Our man in the thick of it
Justin Marozzi
NEWS FROM NO MAN'S LAND: REPORTING THE WORLD by John Simpson Macmillan, £20. pp. 496, ISBN 0333905741 There he is on the cover, our handsome 57-year-old Boys' Own adventurer, probably doing a piece to camera, cheered on by the locals who have come along to revel in the BBC's long-awaited liberation of Kabul last November. Why couldn't he have arrived a few years earlier, they're probably wondering. It could all have been so much easier. No beastly Taliban. No need even for America's B52s and the Northern Alliance. There was always a far better and infinitely more elegant solution to the interminable Afghan conundrum. Send for Simpson.
Of the BBC's big guns, they don't come any bigger than Simpson. Revolution in Serbia? Put Simpson on a plane. Trouble in Tiananmen Square? Simpson's got it covered. With 36 distinguished years in the BBC behind him, this man, to the envy of colleagues and rivals around the world, is the foreign correspondent's foreign correspondent. He puts the heat into hotspot, the flak into jacket. An international crisis without Simpson is an oxymoron. When correspondents see the great man striding in with his army of producers, cameramen and fixers, they know they've got a real story on their hands. When dictators catch a glimpse of his well-tended snowy mane, they know their time is up. In a nutshell, Simpson is news. Big News.
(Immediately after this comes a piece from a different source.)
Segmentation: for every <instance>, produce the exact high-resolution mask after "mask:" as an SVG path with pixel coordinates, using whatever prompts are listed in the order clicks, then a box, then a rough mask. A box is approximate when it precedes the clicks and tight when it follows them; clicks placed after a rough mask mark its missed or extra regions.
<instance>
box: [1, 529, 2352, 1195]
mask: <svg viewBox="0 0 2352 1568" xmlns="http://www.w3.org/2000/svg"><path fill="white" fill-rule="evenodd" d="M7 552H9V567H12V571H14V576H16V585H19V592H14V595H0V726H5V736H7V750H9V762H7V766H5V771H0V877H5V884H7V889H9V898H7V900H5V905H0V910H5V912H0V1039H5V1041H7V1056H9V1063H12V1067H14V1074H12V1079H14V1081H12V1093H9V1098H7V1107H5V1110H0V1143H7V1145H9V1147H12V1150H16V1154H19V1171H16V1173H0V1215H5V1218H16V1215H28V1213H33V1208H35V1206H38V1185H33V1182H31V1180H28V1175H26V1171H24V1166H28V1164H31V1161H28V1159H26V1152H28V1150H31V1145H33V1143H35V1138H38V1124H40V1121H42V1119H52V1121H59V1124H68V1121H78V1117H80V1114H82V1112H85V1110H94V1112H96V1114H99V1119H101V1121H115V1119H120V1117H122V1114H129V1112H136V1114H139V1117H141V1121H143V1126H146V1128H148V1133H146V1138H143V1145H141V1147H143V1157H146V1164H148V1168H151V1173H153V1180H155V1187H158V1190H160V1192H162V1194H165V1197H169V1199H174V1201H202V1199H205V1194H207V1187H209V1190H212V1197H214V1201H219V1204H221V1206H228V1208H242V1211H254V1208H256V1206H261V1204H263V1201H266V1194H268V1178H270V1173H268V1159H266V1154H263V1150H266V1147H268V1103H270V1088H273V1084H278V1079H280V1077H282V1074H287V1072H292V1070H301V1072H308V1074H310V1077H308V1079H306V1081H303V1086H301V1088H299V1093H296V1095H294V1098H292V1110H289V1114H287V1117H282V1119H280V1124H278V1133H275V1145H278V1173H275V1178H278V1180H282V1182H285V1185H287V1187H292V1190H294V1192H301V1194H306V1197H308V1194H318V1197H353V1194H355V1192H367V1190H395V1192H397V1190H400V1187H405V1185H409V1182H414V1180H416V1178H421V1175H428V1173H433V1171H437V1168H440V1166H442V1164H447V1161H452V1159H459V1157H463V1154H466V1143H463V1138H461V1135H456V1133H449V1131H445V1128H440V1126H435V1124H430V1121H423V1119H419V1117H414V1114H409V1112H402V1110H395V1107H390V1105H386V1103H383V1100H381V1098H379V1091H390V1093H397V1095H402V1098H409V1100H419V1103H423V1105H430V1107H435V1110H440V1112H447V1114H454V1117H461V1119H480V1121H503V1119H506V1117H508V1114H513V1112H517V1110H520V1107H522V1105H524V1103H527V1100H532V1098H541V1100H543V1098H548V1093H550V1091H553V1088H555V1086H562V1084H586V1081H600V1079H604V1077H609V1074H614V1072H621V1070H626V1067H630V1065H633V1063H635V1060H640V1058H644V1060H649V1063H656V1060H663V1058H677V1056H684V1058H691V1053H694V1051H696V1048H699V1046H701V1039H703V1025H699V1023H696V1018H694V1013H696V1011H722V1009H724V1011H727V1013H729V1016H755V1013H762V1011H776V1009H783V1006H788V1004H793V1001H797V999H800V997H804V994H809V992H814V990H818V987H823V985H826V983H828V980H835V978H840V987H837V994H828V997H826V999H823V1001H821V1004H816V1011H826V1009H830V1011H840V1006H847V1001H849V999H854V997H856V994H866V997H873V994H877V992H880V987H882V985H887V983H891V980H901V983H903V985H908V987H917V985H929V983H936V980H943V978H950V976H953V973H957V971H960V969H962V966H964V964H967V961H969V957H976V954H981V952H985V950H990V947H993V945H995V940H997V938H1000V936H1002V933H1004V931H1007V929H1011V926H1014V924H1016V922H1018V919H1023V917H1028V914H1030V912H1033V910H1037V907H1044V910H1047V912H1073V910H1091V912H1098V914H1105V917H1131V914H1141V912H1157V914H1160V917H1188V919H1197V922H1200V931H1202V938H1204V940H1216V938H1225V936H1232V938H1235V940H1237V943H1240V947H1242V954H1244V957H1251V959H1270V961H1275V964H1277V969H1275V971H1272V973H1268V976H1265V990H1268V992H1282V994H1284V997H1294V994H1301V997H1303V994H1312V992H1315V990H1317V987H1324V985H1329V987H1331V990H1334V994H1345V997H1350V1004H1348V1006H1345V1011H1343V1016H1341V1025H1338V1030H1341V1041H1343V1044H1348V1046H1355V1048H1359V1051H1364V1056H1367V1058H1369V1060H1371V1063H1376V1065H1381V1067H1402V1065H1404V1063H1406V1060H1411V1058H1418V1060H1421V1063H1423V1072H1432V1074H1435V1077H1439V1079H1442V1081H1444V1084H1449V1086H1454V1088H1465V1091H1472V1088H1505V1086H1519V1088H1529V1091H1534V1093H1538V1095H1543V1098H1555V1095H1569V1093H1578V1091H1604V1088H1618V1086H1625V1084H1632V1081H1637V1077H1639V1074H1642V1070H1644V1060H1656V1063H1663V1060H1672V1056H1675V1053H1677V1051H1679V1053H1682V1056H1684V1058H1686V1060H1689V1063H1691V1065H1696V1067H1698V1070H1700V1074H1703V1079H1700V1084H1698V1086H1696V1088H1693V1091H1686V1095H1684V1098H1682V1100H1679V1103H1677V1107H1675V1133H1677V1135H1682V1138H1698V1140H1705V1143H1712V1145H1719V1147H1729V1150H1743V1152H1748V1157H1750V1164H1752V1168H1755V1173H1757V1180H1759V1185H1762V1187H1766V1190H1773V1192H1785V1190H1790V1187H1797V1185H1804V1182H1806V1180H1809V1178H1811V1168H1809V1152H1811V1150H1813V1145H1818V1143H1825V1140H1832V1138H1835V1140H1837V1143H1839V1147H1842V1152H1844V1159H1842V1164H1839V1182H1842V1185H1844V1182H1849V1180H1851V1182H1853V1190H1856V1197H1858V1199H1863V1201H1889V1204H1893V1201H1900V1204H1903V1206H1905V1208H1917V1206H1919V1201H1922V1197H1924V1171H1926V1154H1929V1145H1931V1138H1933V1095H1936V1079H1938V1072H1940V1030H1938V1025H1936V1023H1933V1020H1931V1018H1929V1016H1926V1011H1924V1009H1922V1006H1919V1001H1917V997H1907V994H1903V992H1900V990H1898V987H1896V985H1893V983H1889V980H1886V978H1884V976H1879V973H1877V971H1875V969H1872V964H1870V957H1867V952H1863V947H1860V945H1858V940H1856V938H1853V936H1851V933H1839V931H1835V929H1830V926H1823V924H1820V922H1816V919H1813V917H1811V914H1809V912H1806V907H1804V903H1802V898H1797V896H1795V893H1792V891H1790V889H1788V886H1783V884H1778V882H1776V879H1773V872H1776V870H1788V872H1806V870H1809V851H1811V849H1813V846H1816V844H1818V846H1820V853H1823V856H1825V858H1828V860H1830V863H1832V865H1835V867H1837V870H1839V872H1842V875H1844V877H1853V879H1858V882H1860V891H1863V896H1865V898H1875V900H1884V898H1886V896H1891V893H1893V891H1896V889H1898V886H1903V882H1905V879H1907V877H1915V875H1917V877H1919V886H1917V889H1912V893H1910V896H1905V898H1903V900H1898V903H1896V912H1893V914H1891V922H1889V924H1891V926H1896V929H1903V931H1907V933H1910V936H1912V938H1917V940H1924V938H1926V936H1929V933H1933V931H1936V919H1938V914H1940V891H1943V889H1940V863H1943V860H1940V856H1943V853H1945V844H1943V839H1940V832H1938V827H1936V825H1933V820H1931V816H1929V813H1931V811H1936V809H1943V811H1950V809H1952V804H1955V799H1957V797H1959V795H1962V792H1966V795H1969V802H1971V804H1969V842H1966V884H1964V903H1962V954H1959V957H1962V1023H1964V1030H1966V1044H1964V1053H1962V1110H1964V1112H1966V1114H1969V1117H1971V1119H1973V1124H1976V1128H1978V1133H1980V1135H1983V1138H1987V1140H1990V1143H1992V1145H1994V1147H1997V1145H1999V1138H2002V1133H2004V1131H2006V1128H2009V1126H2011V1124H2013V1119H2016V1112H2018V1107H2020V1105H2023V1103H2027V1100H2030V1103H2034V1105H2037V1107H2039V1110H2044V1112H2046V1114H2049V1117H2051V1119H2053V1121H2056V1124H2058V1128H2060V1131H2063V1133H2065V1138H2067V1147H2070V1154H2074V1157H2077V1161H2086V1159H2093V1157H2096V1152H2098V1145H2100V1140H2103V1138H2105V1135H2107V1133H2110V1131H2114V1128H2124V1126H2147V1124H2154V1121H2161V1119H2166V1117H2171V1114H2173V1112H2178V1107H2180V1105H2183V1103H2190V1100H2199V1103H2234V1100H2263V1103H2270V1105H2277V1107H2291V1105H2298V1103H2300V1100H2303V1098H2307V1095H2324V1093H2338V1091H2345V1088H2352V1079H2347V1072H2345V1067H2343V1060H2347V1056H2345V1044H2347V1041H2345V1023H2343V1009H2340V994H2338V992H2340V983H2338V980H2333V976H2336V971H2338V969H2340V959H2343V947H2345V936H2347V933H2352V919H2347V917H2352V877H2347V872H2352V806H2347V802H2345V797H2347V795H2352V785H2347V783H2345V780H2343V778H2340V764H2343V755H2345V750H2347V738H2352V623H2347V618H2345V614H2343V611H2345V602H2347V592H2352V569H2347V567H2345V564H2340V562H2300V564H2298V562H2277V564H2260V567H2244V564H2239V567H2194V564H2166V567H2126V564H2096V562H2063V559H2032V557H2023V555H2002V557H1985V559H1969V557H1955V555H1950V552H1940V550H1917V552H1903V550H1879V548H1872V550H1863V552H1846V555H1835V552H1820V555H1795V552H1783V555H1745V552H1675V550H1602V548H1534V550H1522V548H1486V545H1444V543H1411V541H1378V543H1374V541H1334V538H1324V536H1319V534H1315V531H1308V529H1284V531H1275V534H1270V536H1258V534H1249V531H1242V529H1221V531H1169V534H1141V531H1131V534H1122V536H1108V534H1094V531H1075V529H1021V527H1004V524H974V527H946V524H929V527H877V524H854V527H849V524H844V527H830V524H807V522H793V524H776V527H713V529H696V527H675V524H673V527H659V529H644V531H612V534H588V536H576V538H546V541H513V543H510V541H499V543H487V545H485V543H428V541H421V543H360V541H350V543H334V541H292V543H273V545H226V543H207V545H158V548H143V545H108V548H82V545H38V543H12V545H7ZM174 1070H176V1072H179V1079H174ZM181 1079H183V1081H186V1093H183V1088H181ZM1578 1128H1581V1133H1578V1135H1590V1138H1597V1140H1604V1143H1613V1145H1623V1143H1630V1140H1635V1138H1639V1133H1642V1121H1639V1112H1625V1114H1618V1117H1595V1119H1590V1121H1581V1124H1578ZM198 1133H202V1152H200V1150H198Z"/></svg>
Entirely appropriate, then, that his life story should take some telling. This doorstopper of a book, you may be surprised to learn, is volume three of his autobiography. Lesser mortals might content themselves with one or two tomes. Simpson has finished his third and he's not even 60. More must surely be in the offing. After all, he's still zipping all over the place, dashing from one war zone to another, bringing us tales of blood and bullets, flood, famine and pestilence. In another life he could have been the Fourth Horse man of the Apocalypse.
Much of the above is grossly unfair, of course. Simpson took a battering from the press over the 'BBC liberates Kabul' story, which he says was a joke. It obviously rankled, though. Big chunks of the book are devoted to explaining why television is a superior, more honest news medium than the press. He has a point here, but he protests too much. 1 promised myself I wouldn't give another newspaper interview for a very long time,' he says in chapter two. 'John Simpson will be available for interview on publication.' says Macmillan.
The Spectator also comes in for a bit of a knock, loyal readers will be horrified to hear. Simpson was its associate editor in the 1990s, he informs us, 'in the days when The Spectator was a magazine for good writing, rather than simply a political vehicle for right-wing Conservatism'. Crikey!
Newspaper correspondents tend to hunt in packs, Simpson notes with a certain disdain. He doesn't really explain that a BBC crew has rather more back-up than a solitary reporter in the field. Which newspaper would be happy to fork out $50.000 to charter an impromptu flight to get its bighitter into the heart of the action?
Simpson, as this book makes abundantly clear, is a man of contradictions. He is selfcritical and self-regarding, honest and disingenuous, pompous and self-deprecating almost in the same breath. To his credit he has barely a bad word to say of his BBC colleagues. He is a generous, avuncular soul, that is when he is not telling fixers to fuck off and bring him fried eggs or squaring off against a colleague who has dared
to venture onto his turf. I have not had the good fortune to meet Simpson, but imagine he is a brilliant raconteur.
He is also an astute observer of the international media scene, noting with disappointment how the race for ratings among American networks has resulted in a steep decline in foreign news reporting and the rise of crass infotainment. A Reithian to the core, he believes the BBC must retain the licence fee and has a supreme duty to inform. Looking at the American media model, it is difficult to disagree. This is not to say, as Simpson claims, that the fall of Kabul (which he covered) 'marked the point at which the BBC emerged finally as the dominant force in international television broadcasting'. It is surely a parochial omission not to give Al Jazeera, the freewheeling. scoopy Arabic language satellite channel, a single mention. This, after all, was the network which broadcast the notorious Osama bin Laden tape, revealed the Al-Qa'eda masterminds behind 11 September and is beginning to blaze a trail in Middle East reporting.
There may be nothing worse than journalists writing about journalists (except, perhaps, journalists writing about journalists writing about journalists), but Simpson pulls it off in lively, racy style. He reminds me of Tony Curtis reflecting on his glory days as a gilded Hollywood youth and subsequent lifelong infatuation with himself: 'Everyone was crazy about me. I was nuts about me.'
Justin Marozzi is writing a history of Tamerlane for HatperCollins.